Self-dissimilarity as a high dimensional complexity measure
David Wolpert, Intelligent Systems Division, NASA Ames
tc.arc.nasa.gov/people/dhw
For many systems characterized as ``complex'' the
patterns exhibited on different scales differ markedly from one
another. For example the biomass distribution in a human body ``looks
very different'' depending on the scale at which one examines it.
Conversely, the patterns at different scales in ``simple'' systems
(e.g., gases, mountains, crystals) vary little from one scale to
another. Accordingly, the degrees of self-{\it dis}similarity between
the patterns of a system at various scales constitute a complexity
``signature'' of that system.
Here I present a novel quantification of
self-dissimilarity.
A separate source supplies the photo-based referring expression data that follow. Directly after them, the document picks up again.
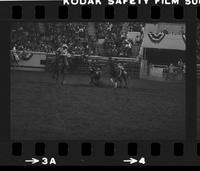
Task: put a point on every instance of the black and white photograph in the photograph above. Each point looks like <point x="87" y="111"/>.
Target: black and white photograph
<point x="97" y="80"/>
<point x="198" y="80"/>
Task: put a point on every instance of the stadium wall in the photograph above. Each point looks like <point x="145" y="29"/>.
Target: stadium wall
<point x="41" y="61"/>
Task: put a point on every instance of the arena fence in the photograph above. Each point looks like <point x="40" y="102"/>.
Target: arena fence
<point x="41" y="61"/>
<point x="81" y="64"/>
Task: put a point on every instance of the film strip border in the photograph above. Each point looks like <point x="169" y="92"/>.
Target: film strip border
<point x="111" y="152"/>
<point x="56" y="10"/>
<point x="105" y="153"/>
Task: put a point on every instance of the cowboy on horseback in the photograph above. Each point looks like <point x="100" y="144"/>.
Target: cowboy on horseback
<point x="61" y="63"/>
<point x="16" y="58"/>
<point x="122" y="74"/>
<point x="95" y="72"/>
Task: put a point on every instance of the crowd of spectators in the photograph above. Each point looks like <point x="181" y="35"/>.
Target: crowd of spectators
<point x="47" y="37"/>
<point x="115" y="38"/>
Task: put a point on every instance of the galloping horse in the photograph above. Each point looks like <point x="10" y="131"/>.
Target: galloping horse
<point x="118" y="75"/>
<point x="61" y="64"/>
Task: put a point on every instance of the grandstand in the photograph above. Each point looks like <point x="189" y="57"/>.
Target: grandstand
<point x="95" y="40"/>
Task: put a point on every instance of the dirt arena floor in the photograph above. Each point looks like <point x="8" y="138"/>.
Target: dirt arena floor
<point x="147" y="110"/>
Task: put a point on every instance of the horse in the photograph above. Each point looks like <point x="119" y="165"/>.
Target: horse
<point x="118" y="76"/>
<point x="14" y="58"/>
<point x="60" y="66"/>
<point x="95" y="74"/>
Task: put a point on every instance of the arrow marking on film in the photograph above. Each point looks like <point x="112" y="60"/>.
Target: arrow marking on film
<point x="32" y="161"/>
<point x="131" y="161"/>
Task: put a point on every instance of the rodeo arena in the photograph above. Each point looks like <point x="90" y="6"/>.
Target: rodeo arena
<point x="97" y="81"/>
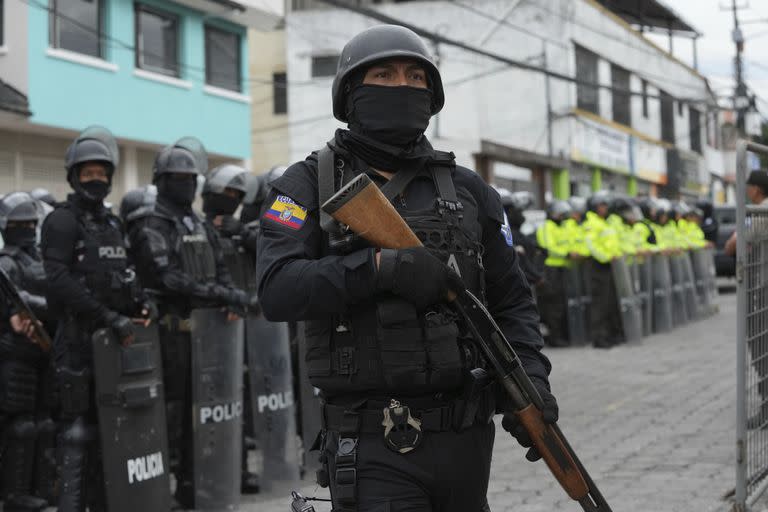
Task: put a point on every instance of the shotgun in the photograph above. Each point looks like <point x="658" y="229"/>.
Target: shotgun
<point x="362" y="207"/>
<point x="39" y="336"/>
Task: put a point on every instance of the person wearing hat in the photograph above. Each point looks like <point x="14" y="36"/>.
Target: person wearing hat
<point x="379" y="333"/>
<point x="757" y="193"/>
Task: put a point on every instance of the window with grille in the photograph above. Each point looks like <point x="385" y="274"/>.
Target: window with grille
<point x="77" y="26"/>
<point x="222" y="59"/>
<point x="157" y="40"/>
<point x="587" y="97"/>
<point x="621" y="98"/>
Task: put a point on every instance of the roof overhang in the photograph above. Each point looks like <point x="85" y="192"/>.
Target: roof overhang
<point x="257" y="14"/>
<point x="13" y="101"/>
<point x="651" y="15"/>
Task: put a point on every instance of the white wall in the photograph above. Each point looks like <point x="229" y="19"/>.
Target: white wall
<point x="506" y="107"/>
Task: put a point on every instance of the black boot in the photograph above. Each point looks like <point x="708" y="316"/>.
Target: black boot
<point x="73" y="444"/>
<point x="18" y="464"/>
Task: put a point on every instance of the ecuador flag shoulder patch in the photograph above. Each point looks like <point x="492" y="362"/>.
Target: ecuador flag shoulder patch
<point x="287" y="212"/>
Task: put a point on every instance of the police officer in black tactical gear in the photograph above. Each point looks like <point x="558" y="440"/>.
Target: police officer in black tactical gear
<point x="179" y="259"/>
<point x="223" y="192"/>
<point x="378" y="330"/>
<point x="28" y="432"/>
<point x="90" y="283"/>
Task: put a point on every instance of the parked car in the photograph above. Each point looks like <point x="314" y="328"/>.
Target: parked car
<point x="725" y="265"/>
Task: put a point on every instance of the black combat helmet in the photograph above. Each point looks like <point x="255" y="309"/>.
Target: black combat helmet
<point x="137" y="203"/>
<point x="558" y="210"/>
<point x="226" y="176"/>
<point x="94" y="144"/>
<point x="185" y="156"/>
<point x="378" y="43"/>
<point x="19" y="207"/>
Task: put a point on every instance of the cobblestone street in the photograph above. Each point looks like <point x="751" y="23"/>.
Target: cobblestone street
<point x="654" y="423"/>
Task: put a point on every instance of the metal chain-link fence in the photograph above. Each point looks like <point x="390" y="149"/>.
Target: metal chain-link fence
<point x="752" y="338"/>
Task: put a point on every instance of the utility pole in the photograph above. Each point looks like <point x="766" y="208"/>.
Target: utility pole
<point x="740" y="91"/>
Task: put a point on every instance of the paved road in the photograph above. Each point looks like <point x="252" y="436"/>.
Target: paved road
<point x="654" y="423"/>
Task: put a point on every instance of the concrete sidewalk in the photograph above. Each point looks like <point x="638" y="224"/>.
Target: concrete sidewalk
<point x="653" y="423"/>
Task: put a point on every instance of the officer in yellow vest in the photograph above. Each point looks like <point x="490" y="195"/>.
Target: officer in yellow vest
<point x="603" y="243"/>
<point x="552" y="238"/>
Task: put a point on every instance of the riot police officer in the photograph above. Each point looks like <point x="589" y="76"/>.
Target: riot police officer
<point x="379" y="333"/>
<point x="179" y="260"/>
<point x="551" y="237"/>
<point x="224" y="190"/>
<point x="603" y="243"/>
<point x="91" y="285"/>
<point x="25" y="387"/>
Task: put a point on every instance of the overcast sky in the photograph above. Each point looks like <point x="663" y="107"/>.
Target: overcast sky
<point x="714" y="19"/>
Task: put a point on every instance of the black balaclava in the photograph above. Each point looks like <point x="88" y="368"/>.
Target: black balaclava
<point x="180" y="192"/>
<point x="20" y="236"/>
<point x="387" y="124"/>
<point x="93" y="192"/>
<point x="219" y="204"/>
<point x="395" y="116"/>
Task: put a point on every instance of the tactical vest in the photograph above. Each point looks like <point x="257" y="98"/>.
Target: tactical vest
<point x="101" y="262"/>
<point x="240" y="263"/>
<point x="30" y="269"/>
<point x="196" y="256"/>
<point x="386" y="346"/>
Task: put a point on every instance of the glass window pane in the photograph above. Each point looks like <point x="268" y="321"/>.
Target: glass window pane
<point x="324" y="65"/>
<point x="157" y="41"/>
<point x="222" y="64"/>
<point x="77" y="26"/>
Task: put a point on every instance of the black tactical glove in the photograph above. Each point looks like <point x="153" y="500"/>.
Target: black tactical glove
<point x="121" y="325"/>
<point x="416" y="275"/>
<point x="230" y="225"/>
<point x="549" y="413"/>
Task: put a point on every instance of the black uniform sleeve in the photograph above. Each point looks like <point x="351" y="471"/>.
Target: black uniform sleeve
<point x="59" y="235"/>
<point x="296" y="281"/>
<point x="510" y="300"/>
<point x="151" y="244"/>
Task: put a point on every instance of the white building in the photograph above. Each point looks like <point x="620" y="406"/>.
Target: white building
<point x="662" y="138"/>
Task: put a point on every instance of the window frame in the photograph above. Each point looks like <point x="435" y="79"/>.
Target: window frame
<point x="279" y="83"/>
<point x="316" y="58"/>
<point x="138" y="7"/>
<point x="582" y="89"/>
<point x="238" y="57"/>
<point x="625" y="98"/>
<point x="54" y="25"/>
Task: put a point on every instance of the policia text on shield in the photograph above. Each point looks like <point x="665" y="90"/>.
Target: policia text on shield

This quantification can be measured for many kinds
of real-world data. This allows comparisons of the complexity
signatures of wholly different kinds of systems (e.g., systems
involving information density in a digital computer vs. species
densities in a rain-forest vs. capital density in an economy,
etc.). Moreover, in contrast to many other suggested complexity
measures, evaluating the self-dissimilarity of a system does not
require one to already have a model of the system.
These facts may allow self-dissimilarity signatures to be used
as the underlying observational variables of an eventual overarching
theory relating all complex systems. To illustrate self-dissimilarity
I present several numerical experiments. In particular, I show that
underlying structure of the logistic map is picked out by the
self-dissimilarity signature of time series' produced by that map.